I reused resized images from part A. I read the images in using cv2, saved a gray-scaled version for harris Interest point detection, and saved a RGB format for future mosaic. Using the get_harris_corners function provided, I adjusted sigma and min_dis to be 2 to avoid too many coordinate points (My image is large), and then I got the following results:
Image 1
Image 2
Image 1
Image 2
Image 1
Image 2
Too filter out points that are not corners, I used adaptive non-maximal suppression algorithm as described in the paper. Firstly, I precomputed pairwise distances between all corners for future use to make the function efficient. Then, initialize r to be inf. Iterate over each corner to find the minimum distance to a stronger corner, which means I update r[i] when there's a strong corner that is closer than current r[i]. Finally, sort the points according to its r, descending, and select the top 500 points to remain.
Here's my results:
Image 1
Image 2
Image 1
Image 2
Image 1
Image 2
For each selected keypoint, extract a 40*40 patch around it, and resize it to be 8*8. Normalize the 8*8 subimage and flatten it to be a descriptor.
To make the function more efficient, precompute the distance matrix containing the pairwise Euclidean distances between descriptors. Then, for each descriptor for image1, find the two nearest neighbors in descriptors2, and compute the Lowe's ratio. Lowe's ratio is 1-NN / 2-NN. If the 1-NN meets the threshold, add it to be a match.
After matching, there are still some outliers. So I implemented RANSAC to further filter out incorrect matchings.
To do RANSAC, each time I randomly pick out 4 matching pairs and compute homography according to them. Then, compute all keypoints1 using that H and check the result with keypoints2: for each point, if difference is small, it's a inliner with this homography. Through the loop, we keep the largest set of inliners. Finally, we compute the best homography using the largest set of inliners.

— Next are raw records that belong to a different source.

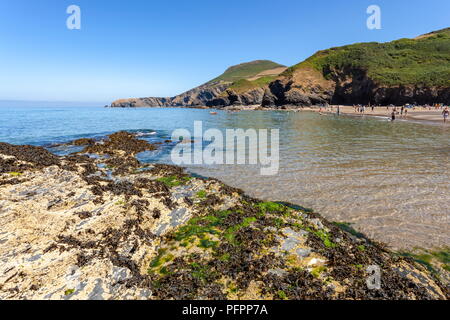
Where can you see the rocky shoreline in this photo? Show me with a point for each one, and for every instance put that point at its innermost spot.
(101, 225)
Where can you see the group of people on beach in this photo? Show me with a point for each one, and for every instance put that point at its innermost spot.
(402, 111)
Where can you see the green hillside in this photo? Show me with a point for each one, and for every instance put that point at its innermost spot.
(247, 70)
(421, 61)
(246, 85)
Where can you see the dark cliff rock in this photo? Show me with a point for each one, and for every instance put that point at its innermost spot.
(246, 98)
(214, 92)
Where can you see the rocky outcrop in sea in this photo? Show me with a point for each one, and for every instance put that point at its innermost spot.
(101, 225)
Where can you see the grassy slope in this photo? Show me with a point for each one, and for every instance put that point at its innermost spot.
(246, 70)
(243, 85)
(421, 61)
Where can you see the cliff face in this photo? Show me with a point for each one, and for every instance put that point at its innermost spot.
(214, 92)
(399, 72)
(354, 87)
(196, 97)
(231, 97)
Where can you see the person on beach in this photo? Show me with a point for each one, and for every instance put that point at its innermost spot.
(445, 114)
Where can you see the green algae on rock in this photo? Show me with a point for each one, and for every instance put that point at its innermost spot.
(70, 230)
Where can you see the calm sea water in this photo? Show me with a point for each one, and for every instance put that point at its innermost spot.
(391, 180)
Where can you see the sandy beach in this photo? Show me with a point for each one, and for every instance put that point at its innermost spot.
(417, 114)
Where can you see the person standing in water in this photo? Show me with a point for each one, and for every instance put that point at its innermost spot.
(445, 114)
(393, 114)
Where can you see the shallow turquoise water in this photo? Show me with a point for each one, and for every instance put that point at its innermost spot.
(392, 180)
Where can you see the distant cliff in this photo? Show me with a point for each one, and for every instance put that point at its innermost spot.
(215, 92)
(403, 71)
(398, 72)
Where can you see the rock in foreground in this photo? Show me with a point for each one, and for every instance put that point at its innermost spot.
(109, 227)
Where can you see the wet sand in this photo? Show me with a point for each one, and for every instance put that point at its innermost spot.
(418, 114)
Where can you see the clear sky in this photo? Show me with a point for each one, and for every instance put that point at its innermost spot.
(141, 48)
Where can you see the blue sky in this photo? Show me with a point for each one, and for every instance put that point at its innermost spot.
(141, 48)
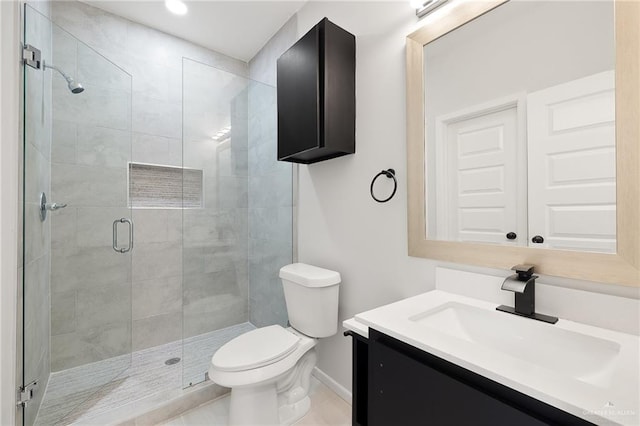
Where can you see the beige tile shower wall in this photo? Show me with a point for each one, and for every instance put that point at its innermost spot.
(272, 224)
(121, 119)
(215, 288)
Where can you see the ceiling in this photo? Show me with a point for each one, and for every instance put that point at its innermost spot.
(236, 28)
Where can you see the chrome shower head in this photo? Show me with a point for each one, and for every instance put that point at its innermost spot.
(73, 85)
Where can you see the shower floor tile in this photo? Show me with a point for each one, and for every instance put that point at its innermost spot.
(77, 395)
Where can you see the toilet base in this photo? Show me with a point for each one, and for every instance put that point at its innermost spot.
(291, 413)
(282, 401)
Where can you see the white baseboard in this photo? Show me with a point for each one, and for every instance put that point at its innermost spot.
(340, 390)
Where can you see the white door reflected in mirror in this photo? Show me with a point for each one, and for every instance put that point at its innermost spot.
(520, 128)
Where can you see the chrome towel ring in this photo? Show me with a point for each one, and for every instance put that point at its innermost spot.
(390, 173)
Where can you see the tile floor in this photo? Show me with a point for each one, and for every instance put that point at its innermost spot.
(327, 409)
(92, 391)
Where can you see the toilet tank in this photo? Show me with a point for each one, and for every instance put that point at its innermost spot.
(311, 294)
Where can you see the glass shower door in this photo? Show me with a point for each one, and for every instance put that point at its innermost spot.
(78, 237)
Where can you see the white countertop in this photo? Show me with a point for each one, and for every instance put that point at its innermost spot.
(616, 402)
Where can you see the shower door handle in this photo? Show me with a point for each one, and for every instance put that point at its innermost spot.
(115, 235)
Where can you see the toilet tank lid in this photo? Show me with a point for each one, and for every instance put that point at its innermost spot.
(309, 276)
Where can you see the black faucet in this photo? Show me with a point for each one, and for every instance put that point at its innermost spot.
(522, 283)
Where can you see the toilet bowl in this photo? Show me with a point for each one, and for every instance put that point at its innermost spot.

With the automatically computed homography, I can warp images and make mosaic just like part A. Here are my results:
Auto
Manual
Auto
Manual
Auto
Manual
The coolest thing I learned from the project is that, sometime we can think of things reversely. When warping images, inverse warping is more efficient because we get all pixels we need; When trying to filter outliers in the automatic matches, we loop over and over to keep the most inliers. It's very cool to think same thing in different directions.